Fan accounts from the match were fairly negative:
"This is such a mess," Eslam, an Egyptian fan who lives in Qatar, told Reuters. "I don't want to go to the World Cup anymore. Not if it's like this."
“I had to carry my young son because he was tired from walking and was so dehydrated," Mohammed told Doha News. "There was no water at all, the volunteers kept saying ‘I don’t know’ every time I asked how far we have left."
“I spent 20 minutes looking for the female bathroom," one fan told Doha News. "For some reason, no one knew where it was. Everyone gave the wrong directions. It was so tiring and frustrating,” another one added.
A spokesperson for Qatar told Reuters that the issues would be resolved before the opening match of the World Cup and that the match helped organizers identify all the problems early. But even those that worked at the stadium were unsure of where things were located.
"Even some ambulances were driving around trying to figure out where they were supposed to be positioned," one anonymous supplier told Reuters. "We were given the wrong directions over and over and the parking passes we had were for lots that didn't exist."
Lusail is one of eight stadiums built throughout Qatar and by far the largest. It will host 10 matches throughout the World Cup, starting with Argentina versus Saudi Arabia on Nov. 22 and ending with the World Cup Final on Dec. 18.
Qatar's other World Cup controversy
Arguably worse than the condition of the stadiums is how they were built.
Qatar has been accused of exploiting migrant workers from Bangladesh, India and Nepal to construct arenas for the World Cup after Amnesty International wrote that workers were subject to extremely poor living conditions, delayed salaries and near-slavery during their employment. The Guardian reported in early 2021 that more than 6,500 of the reported 1.7 million migrant workers died in Qatar since construction began for the World Cup — or an average of 12 people per day – mostly from Bangladesh, India, Pakistan and Sri Lanka.

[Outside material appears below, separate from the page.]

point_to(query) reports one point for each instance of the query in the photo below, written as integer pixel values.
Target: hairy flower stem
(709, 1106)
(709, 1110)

FIFA president Gianni Infantino dismissed those claims and downplayed the working condition criticism when asked in May at an event in California.
“When you give work to somebody, even in hard conditions, you give him dignity and pride," Infantino said, via USA Today. "It’s not charity. You don’t make charity. You don’t give something to somebody and say, ‘Stay where you are. I give you something and I feel good.’ ...

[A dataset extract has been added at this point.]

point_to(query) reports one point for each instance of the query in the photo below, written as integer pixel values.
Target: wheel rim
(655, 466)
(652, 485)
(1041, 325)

“Now 6,000 might have died in other works and so on,” Infantino added, “and of course, FIFA is not the police of the world or responsible for everything that happens around the world. But thanks to FIFA, thanks to football, we have been able to address the status of all the 1.5 million workers working in Qatar."
We're still two months away from the biggest event in international football. But the news revolving around the 2022 World Cup is less about the countries competing and more about the country hosting.